At the trial level, the Court decided that the equitable solution would be to give the money to the high bidder with further instructions that they pay off the senior mortgage held by Wells Fargo. This is normally what would be expected since the high bidder wants to obtain marketable title. However, the homeowner felt that the surplus should go to them and an appeal to the Third District Court of Appeal was filed.
To the surprise of many, the Third District Court of Appeal overturned the Miami-Dade Circuit Court’s ruling. The Court of Appeal held that the appropriate party to receive the $99,500 surplus is the homeowner. The Appellate Court based its reversing decision by strictly following the black letter law of Florida. Florida Statute §45.032(2) in pertinent part states the following:
“There is established a rebuttable legal presumption that the owner of record on the date of the filing of a lis pendens is the person entitled to surplus funds after payment of subordinate lienholders who have timely filed a claim.”
What the statute is saying is exactly on point with the facts of this case. The homeowners were the “owners of record on the date of the filing of [the] lis pendens” which makes them entitled to any surplus of funds from the sale “after payment of subordinate lienholders who have timely filed a claim.” The Statute thus places the homeowners right behind junior lien holders in the line to collect surpluses from the foreclosure sales. The statute completely leaves out first mortgage holders and the high bidder as parties entitled to surpluses from a foreclosure sale.

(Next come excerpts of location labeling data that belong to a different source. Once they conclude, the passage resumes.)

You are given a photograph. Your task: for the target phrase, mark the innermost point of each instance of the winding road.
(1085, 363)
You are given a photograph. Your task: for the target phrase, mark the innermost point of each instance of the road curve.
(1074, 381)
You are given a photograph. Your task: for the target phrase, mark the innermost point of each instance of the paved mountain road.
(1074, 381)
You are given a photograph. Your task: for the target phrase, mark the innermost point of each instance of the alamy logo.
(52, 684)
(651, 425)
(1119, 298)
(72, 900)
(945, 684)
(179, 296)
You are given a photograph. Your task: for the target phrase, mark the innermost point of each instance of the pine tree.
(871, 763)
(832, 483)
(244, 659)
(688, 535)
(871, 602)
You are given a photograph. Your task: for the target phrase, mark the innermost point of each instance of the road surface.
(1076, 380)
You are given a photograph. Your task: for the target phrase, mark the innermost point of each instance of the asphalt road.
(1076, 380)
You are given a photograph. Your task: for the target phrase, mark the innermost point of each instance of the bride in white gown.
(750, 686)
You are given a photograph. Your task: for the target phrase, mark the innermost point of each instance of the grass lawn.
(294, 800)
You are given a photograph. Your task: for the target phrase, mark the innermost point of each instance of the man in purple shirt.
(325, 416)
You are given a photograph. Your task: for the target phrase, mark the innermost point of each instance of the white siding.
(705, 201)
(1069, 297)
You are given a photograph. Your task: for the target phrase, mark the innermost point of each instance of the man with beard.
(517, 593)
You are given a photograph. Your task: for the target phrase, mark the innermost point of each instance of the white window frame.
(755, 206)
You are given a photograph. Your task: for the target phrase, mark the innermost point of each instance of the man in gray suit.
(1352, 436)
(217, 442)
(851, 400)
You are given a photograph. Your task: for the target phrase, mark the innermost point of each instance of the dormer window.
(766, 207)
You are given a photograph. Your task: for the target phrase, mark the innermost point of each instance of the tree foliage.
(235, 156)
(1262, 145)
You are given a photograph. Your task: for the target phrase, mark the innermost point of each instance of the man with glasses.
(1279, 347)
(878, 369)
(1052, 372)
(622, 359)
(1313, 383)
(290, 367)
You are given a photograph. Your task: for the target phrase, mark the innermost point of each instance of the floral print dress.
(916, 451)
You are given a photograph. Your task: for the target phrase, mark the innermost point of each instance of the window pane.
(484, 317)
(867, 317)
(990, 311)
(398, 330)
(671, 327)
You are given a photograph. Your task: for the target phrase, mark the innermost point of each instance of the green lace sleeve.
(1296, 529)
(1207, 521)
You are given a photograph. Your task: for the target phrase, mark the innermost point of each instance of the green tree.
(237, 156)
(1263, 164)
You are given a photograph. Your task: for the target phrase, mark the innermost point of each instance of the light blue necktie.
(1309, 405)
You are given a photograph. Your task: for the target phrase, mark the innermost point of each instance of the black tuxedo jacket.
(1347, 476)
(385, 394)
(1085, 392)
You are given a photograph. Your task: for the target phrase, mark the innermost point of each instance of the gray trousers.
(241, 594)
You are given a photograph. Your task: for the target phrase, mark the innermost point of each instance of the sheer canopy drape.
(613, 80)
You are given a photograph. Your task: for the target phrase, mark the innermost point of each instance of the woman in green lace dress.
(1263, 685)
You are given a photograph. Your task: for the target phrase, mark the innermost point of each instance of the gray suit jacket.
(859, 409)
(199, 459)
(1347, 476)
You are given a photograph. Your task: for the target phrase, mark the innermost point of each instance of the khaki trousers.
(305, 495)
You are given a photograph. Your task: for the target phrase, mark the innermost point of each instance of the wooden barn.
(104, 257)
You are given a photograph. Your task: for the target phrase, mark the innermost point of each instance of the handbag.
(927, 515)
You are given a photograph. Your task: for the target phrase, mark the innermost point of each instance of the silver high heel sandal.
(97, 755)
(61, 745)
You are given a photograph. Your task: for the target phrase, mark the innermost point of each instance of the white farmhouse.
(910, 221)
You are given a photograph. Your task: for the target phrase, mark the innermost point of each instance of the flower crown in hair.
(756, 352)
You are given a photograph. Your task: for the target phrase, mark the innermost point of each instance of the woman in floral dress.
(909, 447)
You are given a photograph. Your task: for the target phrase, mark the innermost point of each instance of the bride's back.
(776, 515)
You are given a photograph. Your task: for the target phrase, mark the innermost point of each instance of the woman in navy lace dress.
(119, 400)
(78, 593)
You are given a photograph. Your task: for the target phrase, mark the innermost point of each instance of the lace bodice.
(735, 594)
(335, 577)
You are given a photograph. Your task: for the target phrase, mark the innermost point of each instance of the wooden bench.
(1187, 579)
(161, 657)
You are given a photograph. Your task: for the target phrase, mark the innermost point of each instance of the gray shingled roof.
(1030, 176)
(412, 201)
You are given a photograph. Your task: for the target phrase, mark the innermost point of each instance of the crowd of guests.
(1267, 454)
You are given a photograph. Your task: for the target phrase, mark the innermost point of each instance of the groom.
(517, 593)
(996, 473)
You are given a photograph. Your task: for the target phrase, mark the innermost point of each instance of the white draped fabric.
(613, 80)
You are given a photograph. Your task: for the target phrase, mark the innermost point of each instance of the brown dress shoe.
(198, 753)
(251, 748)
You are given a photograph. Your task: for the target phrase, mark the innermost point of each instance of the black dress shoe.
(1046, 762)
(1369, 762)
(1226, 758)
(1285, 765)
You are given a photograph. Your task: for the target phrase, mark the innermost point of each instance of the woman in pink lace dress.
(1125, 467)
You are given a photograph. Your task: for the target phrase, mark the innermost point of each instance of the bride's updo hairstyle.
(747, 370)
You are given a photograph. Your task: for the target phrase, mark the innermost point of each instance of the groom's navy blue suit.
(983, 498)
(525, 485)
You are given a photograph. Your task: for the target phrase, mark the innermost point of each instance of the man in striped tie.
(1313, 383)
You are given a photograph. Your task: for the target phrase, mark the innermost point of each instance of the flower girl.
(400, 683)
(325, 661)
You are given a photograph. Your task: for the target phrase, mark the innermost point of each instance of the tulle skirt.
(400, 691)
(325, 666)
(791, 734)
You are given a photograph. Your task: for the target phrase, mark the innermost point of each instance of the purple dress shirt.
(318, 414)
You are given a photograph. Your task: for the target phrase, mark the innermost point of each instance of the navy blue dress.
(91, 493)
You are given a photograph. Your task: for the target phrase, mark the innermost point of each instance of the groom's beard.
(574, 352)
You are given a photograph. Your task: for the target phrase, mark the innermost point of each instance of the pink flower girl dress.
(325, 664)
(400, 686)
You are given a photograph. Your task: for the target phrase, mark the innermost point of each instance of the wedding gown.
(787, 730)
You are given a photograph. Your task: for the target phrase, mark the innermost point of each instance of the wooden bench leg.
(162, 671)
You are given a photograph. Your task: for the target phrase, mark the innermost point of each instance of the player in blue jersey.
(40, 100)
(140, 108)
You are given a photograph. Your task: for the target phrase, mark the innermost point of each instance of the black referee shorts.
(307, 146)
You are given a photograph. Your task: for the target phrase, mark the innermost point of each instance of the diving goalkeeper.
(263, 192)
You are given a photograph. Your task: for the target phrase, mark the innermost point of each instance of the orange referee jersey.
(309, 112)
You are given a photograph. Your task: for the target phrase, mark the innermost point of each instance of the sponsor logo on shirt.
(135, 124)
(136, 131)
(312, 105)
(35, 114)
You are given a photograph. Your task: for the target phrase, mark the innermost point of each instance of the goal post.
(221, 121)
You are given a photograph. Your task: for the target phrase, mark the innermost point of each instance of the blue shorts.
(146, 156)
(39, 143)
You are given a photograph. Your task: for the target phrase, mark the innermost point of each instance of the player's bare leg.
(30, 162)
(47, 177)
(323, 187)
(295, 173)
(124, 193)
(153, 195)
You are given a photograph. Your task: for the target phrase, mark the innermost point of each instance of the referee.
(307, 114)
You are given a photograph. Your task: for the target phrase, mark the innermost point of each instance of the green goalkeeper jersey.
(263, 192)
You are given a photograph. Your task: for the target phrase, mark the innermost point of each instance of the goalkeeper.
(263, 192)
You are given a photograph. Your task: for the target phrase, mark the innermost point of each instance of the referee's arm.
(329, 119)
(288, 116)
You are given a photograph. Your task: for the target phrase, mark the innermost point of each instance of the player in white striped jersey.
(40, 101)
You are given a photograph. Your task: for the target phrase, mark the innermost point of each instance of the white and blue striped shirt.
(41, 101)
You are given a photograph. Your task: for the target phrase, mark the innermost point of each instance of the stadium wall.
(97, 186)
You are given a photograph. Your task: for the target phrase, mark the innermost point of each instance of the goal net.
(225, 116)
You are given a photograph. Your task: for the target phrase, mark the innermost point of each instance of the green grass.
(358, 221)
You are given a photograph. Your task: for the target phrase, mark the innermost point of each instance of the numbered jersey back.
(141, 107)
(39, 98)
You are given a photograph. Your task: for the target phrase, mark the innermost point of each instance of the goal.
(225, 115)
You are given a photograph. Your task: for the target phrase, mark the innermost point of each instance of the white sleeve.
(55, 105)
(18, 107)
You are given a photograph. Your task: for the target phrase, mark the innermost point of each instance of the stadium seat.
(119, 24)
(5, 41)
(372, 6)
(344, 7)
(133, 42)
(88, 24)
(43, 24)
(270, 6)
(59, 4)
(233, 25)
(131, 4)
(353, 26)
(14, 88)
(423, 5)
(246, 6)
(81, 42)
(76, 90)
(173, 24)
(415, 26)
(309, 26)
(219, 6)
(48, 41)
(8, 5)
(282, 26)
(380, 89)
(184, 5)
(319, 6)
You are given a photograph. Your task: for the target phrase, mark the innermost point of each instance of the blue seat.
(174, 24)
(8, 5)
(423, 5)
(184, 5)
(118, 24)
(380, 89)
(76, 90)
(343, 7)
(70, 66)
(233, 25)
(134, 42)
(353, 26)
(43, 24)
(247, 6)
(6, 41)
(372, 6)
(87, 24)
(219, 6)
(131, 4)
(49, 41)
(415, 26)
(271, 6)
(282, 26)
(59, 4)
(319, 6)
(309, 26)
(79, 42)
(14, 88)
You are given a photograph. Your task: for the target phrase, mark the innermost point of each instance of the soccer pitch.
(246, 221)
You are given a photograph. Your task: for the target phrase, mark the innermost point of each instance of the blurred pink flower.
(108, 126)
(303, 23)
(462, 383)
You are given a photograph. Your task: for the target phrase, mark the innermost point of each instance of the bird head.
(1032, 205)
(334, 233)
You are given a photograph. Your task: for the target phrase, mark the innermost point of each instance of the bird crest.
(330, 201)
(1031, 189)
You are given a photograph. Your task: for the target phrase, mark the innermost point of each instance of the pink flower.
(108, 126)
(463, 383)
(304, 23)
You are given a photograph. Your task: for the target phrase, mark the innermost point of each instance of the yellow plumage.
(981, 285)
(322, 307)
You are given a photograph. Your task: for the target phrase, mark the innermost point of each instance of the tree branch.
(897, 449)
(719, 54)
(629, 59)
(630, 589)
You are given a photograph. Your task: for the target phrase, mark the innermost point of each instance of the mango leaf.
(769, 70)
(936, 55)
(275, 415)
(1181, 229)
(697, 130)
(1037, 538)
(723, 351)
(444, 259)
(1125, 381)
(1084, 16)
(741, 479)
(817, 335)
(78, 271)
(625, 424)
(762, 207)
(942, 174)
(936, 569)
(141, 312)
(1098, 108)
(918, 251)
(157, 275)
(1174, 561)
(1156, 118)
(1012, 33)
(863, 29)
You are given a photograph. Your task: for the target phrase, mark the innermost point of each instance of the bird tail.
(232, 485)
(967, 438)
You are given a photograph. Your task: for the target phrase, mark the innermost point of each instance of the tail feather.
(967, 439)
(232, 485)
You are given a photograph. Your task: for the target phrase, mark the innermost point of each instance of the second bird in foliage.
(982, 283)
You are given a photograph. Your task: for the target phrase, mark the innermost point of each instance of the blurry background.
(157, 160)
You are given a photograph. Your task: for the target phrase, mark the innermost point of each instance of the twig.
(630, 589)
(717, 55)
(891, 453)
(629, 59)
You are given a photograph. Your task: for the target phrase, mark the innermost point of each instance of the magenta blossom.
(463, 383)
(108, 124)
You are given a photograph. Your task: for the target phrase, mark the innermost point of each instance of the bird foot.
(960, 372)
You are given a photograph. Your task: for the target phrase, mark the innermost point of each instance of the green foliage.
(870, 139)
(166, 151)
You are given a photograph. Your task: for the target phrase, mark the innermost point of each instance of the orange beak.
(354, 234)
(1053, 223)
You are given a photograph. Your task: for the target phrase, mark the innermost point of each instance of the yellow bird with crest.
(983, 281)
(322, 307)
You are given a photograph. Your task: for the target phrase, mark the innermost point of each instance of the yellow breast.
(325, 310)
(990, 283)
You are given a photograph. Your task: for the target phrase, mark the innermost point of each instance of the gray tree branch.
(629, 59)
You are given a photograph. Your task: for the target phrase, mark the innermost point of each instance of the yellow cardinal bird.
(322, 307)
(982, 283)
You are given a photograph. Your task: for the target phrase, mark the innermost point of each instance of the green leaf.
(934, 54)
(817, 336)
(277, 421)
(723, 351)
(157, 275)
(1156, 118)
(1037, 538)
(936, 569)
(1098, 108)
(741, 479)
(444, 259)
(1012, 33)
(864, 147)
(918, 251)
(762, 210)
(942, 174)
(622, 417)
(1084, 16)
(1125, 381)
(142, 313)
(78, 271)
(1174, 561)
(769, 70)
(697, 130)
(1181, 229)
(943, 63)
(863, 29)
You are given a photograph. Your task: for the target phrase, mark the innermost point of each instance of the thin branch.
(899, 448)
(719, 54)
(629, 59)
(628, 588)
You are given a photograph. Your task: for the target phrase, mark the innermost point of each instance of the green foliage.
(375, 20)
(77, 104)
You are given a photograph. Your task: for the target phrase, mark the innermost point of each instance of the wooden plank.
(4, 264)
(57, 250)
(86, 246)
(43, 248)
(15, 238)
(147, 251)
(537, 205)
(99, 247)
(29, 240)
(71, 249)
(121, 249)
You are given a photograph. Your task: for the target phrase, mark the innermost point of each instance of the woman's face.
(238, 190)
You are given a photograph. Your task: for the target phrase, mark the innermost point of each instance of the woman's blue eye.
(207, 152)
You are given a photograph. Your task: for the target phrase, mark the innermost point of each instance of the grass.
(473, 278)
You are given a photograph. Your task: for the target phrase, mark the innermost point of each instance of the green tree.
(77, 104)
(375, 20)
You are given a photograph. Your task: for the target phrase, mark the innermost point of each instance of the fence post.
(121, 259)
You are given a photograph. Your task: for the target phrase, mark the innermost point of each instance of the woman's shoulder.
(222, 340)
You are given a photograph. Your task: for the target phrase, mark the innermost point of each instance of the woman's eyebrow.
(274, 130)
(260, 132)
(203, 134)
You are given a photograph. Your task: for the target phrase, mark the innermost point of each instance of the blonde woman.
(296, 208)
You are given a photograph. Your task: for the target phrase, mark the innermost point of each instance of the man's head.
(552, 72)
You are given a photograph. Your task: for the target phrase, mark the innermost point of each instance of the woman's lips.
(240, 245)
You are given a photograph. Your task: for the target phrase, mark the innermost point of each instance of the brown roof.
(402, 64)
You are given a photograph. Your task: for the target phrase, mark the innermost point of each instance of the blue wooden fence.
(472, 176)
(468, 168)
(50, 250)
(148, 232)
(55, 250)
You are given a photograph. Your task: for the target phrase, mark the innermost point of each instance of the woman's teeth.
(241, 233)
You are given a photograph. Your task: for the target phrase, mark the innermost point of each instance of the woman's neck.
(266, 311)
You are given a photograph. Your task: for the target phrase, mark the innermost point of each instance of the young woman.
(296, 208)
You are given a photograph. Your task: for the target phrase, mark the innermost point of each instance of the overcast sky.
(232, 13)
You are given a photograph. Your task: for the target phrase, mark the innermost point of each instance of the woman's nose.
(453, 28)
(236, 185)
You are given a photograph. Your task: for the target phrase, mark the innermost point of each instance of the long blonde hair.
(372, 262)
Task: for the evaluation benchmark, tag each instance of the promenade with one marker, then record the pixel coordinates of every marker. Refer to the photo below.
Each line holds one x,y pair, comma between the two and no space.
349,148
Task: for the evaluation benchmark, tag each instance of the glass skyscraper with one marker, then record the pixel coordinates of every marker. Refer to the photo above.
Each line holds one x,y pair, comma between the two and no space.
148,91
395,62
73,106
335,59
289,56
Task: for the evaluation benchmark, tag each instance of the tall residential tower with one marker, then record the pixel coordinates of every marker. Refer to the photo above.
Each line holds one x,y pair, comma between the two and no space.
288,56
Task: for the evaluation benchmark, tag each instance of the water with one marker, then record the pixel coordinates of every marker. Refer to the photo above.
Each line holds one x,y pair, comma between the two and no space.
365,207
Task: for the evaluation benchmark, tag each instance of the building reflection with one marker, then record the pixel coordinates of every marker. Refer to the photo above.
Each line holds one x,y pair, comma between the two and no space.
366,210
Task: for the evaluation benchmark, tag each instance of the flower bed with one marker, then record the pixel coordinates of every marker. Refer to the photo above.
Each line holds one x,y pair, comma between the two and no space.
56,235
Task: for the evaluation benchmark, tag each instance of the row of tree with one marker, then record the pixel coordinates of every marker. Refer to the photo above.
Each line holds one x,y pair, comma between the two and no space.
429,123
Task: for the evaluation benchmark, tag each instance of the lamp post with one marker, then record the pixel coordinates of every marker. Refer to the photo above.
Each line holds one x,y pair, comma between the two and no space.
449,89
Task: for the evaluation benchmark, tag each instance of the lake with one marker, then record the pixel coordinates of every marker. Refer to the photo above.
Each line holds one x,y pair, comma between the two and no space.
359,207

So what’s the bottom Line?
At the end of the day the primary lien holder and the buyer both get screwed. The high bidder is left with unmarketable title since there is an unsatisfied first mortgage on the property, and the first mortgage holder is also left holding the bag because the homeowners discharged the loan through bankruptcy proceedings. The high bidder may end up getting foreclosed on by the bank holding the first mortgage while the homeowner is laughing straight to the bank. Could legislators really have intended this outcome when §45.032(2) was enacted? Legislators may want to revisit the Statute and take into consideration the harsh implications that the current law places on bidders and first mortgage holders.
The moral of the story is that bidders at the foreclosure auction need to be careful when bidding on properties that are being sold to pay off junior lien holders. They must be aware that, at least in the third DCA, surplus funds, after covering the junior lien, will revert back to the borrower and not into the hands of the first mortgage holder as common sense would suggest. When surplus funds fall into the borrowers hands, it becomes a coin flip at best as to whether the primary lien holder will get paid off, but I doubt it. The whole situation presents an enormous risk for investors bidding on 2nd mortgage properties such as home owner association (HOA) liens. As always, investors should proceed with caution and hire competent counsel.